Institute for Intelligent Systems, University of Memphis, Memphis, TN, USA; School of Communication Sciences and Disorders, University of Memphis, Memphis, TN, USA; Division of Clinical Neuroscience, School of Medicine, Hearing Sciences - Scottish Section, University of Nottingham, Glasgow, Scotland, UK.
Department of Speech, Language and Hearing Sciences, Indiana University, Bloomington, IN, USA; Program in Neuroscience, Indiana University, Bloomington, IN, USA.
Neuroimage. 2023 Apr 1;269:119899. doi: 10.1016/j.neuroimage.2023.119899. Epub 2023 Jan 28.

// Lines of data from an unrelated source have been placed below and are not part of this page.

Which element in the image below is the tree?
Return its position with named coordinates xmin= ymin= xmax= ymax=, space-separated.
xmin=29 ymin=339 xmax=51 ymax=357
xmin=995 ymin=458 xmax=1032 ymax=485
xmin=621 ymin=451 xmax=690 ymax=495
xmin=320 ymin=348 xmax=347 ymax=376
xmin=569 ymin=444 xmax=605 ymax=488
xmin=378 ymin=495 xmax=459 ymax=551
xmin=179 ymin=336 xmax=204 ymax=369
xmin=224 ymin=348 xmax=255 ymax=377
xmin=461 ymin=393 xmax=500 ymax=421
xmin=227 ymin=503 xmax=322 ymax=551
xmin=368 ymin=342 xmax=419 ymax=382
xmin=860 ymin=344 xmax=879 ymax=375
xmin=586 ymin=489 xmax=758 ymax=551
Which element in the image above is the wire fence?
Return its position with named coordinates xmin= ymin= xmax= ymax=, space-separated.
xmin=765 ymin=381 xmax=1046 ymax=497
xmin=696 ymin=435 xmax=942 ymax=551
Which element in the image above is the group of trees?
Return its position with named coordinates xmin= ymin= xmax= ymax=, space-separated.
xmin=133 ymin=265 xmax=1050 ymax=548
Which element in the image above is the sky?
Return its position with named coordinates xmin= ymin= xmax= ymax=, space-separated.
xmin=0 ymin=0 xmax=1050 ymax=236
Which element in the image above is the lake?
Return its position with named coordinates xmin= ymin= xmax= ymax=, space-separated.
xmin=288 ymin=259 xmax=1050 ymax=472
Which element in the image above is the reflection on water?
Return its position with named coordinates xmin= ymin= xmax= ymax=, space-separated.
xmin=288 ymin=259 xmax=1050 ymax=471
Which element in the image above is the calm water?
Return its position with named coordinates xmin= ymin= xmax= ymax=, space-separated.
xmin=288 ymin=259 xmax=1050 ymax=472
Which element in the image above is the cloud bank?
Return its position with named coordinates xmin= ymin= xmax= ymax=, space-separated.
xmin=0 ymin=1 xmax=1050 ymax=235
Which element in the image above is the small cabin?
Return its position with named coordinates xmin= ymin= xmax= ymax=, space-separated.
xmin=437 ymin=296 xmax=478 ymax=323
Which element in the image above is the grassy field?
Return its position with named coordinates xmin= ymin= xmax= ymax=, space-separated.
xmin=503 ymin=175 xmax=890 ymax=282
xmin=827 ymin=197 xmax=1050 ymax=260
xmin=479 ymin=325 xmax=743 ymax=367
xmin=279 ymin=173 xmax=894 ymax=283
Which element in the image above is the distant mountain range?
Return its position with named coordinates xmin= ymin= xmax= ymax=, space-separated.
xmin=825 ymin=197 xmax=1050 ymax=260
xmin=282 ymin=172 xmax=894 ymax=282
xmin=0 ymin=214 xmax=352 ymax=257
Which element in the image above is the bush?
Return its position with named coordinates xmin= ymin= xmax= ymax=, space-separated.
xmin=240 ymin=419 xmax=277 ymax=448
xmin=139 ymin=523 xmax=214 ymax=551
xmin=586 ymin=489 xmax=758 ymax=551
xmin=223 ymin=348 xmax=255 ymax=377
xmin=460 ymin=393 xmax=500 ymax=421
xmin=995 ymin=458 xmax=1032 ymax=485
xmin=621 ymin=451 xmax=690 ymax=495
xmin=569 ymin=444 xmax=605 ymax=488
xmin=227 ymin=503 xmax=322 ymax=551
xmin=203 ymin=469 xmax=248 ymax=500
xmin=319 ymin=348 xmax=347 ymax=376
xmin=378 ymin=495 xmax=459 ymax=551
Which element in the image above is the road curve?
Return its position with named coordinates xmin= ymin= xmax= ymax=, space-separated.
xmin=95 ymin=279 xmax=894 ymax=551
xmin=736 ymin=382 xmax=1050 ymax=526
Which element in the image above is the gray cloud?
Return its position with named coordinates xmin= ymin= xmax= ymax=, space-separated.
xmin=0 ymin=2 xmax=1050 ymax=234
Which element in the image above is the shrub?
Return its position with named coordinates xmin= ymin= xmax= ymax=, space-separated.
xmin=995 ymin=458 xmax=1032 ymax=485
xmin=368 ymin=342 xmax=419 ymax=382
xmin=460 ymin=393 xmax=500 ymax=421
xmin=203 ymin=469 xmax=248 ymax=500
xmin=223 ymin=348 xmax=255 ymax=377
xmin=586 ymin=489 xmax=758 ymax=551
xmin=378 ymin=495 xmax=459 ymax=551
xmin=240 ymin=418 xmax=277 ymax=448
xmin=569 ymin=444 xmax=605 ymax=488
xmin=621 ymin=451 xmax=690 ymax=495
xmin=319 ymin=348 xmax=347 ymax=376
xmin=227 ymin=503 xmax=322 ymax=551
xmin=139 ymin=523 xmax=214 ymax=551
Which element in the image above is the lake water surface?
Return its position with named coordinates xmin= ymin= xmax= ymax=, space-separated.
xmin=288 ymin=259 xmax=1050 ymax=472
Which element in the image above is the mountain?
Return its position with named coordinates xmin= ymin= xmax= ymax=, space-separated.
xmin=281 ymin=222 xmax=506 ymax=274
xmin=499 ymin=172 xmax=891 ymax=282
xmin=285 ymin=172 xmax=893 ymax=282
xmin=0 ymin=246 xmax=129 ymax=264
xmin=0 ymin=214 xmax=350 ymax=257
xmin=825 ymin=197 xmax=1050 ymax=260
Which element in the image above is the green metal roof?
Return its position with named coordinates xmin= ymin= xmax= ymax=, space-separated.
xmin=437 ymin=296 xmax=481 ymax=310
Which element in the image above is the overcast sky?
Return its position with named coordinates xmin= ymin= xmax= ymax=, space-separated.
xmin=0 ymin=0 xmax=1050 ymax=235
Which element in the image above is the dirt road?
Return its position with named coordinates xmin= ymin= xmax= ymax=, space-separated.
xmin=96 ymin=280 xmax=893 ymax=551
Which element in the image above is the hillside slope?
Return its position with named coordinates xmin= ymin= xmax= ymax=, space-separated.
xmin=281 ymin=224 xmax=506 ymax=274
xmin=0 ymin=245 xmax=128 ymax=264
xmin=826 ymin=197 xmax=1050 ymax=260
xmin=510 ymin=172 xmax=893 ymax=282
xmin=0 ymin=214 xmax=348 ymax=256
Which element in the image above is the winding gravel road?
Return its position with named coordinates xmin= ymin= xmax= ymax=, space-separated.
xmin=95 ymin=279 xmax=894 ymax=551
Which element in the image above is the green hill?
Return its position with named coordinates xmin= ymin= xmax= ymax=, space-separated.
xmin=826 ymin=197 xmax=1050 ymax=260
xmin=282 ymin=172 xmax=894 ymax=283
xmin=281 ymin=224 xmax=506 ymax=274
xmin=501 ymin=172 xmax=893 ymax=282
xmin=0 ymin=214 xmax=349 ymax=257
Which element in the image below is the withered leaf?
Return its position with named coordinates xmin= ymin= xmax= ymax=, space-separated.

The brain transforms continuous acoustic events into discrete category representations to downsample the speech signal for our perceptual-cognitive systems. Such phonetic categories are highly malleable, and their percepts can change depending on surrounding stimulus context. Previous work suggests these acoustic-phonetic mapping and perceptual warping of speech emerge in the brain no earlier than auditory cortex. Here, we examined whether these auditory-category phenomena inherent to speech perception occur even earlier in the human brain, at the level of auditory brainstem. We recorded speech-evoked frequency following responses (FFRs) during a task designed to induce more/less warping of listeners' perceptual categories depending on stimulus presentation order of a speech continuum (random, forward, backward directions). We used a novel clustered stimulus paradigm to rapidly record the high trial counts needed for FFRs concurrent with active behavioral tasks. We found serial stimulus order caused perceptual shifts (hysteresis) near listeners' category boundary confirming identical speech tokens are perceived differentially depending on stimulus context. Critically, we further show neural FFRs during active (but not passive) listening are enhanced for prototypical vs. category-ambiguous tokens and are biased in the direction of listeners' phonetic label even for acoustically-identical speech stimuli. These findings were not observed in the stimulus acoustics nor model FFR responses generated via a computational model of cochlear and auditory nerve transduction, confirming a central origin to the effects. Our data reveal FFRs carry category-level information and suggest top-down processing actively shapes the neural encoding and categorization of speech at subcortical levels. These findings suggest the acoustic-phonetic mapping and perceptual warping in speech perception occur surprisingly early along the auditory neuroaxis, which might aid understanding by reducing ambiguity inherent to the speech signal.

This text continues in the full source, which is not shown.